December 26, 2012 | By Tekoa Da Silva
Buried in Bloomberg last Friday, was an article published which quietly reminded the markets a clearinghouse system collapse is still a possibility. It was interesting that the article was published just before the holiday retreat and no doubt attracted very little attention.
In the article, former banking executive Satyajit Das breaks down just how easily a clearinghouse system collapse could occur. It could be as simple as a single trader loading up on too many futures contracts, and in a collapsing market, failing to meet a margin call:
“Das sketched a scenario where a large trader fails to make a margin call. This kindles rumors that a bank handling the trader’s transactions — a clearing member — is short on cash.
Remaining clients rush to pull their trading accounts and cash, forcing the lender into bankruptcy.
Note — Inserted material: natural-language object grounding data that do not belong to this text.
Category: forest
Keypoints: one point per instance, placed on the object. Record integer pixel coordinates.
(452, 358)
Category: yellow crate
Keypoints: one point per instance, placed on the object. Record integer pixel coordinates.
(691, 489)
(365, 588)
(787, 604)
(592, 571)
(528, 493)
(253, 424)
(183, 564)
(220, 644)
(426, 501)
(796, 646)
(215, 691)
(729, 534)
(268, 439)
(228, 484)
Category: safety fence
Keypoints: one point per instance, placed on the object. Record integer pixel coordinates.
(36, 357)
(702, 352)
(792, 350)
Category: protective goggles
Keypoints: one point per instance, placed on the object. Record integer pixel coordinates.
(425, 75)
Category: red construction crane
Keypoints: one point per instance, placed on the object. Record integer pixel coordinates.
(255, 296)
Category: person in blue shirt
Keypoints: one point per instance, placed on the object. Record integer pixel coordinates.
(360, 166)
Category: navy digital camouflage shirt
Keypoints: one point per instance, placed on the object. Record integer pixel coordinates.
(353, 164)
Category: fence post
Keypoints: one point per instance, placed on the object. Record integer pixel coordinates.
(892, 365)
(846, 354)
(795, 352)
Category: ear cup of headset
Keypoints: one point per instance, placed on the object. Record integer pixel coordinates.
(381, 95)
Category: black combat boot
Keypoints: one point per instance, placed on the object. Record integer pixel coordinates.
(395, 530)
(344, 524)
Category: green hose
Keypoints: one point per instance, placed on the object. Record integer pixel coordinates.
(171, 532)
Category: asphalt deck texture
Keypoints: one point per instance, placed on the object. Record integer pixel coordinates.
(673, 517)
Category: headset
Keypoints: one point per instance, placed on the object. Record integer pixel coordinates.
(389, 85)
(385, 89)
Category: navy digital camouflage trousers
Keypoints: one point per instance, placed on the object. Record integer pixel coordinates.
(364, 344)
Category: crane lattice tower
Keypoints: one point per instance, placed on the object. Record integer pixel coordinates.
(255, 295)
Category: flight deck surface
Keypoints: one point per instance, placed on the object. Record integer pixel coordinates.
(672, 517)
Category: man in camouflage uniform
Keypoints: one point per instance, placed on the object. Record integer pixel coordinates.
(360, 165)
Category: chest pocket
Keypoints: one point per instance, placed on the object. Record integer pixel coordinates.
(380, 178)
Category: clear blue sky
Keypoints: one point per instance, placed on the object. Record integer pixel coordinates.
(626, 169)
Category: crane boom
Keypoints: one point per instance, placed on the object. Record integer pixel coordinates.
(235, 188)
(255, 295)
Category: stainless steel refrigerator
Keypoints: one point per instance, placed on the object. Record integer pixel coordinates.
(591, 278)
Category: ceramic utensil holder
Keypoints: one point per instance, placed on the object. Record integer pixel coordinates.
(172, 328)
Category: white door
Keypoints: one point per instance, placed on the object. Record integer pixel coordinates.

Questions begin to swirl about whether the remaining clearing members can absorb billions in losses, spurring more runs.
“Bank customers panic, and they start to withdraw money,” he said. “The amount of money needed starts to become problematic. None of this is quantifiable in advance.”
The translation of that simply means: The layers of leverage in the system are so great, that a single customer default can lead to a bank default, which can lead to a clearinghouse default, which can lead to a financial system default.
The article goes on to quote a former futures trader and now college finance professor in saying, “Clearinghouses have been oversold as a way of preventing Armageddon…I just don’t think that realistically you can exclude the possibility that taxpayers could be at risk.”
Lastly, the most interesting comment of all, was that of Lloyd Blankfein, when following the signing of the Frank-Dodd bill (which was designed to reduce financial system risks) he said, “We have to make sure that something that we do to reduce the risk in a once-in-a-20-year storm doesn’t increase the risk in a once-in-a-50-year storm…The regulatory push might make clearinghouses ‘the biggest systemic risk in the world.’”
Reading Between The Lines
In being street smart and understanding the real story is always telegraphed between the lines rather than on them, we must conclude that financial survival in today’s day and age requires real things and real assets. Real assets are gold, silver, farms, commodity production, real estate and more.
Additionally, for those seeking inflation protection through gold and silver mining stocks, a review of “direct registration” and “paper share certification” may be a key to your financial survival. Corporations and hedge funds are already using these methods, and details on them can be found in my recent report entitled, “BulletProof Shares – How To Protect Your Stock Investments From Broker Bankruptcy & Theft”. As I’ve written about previously,800 accounts at MF Global were holding stocks of individual companies, and those account holders were wiped out with everyone else.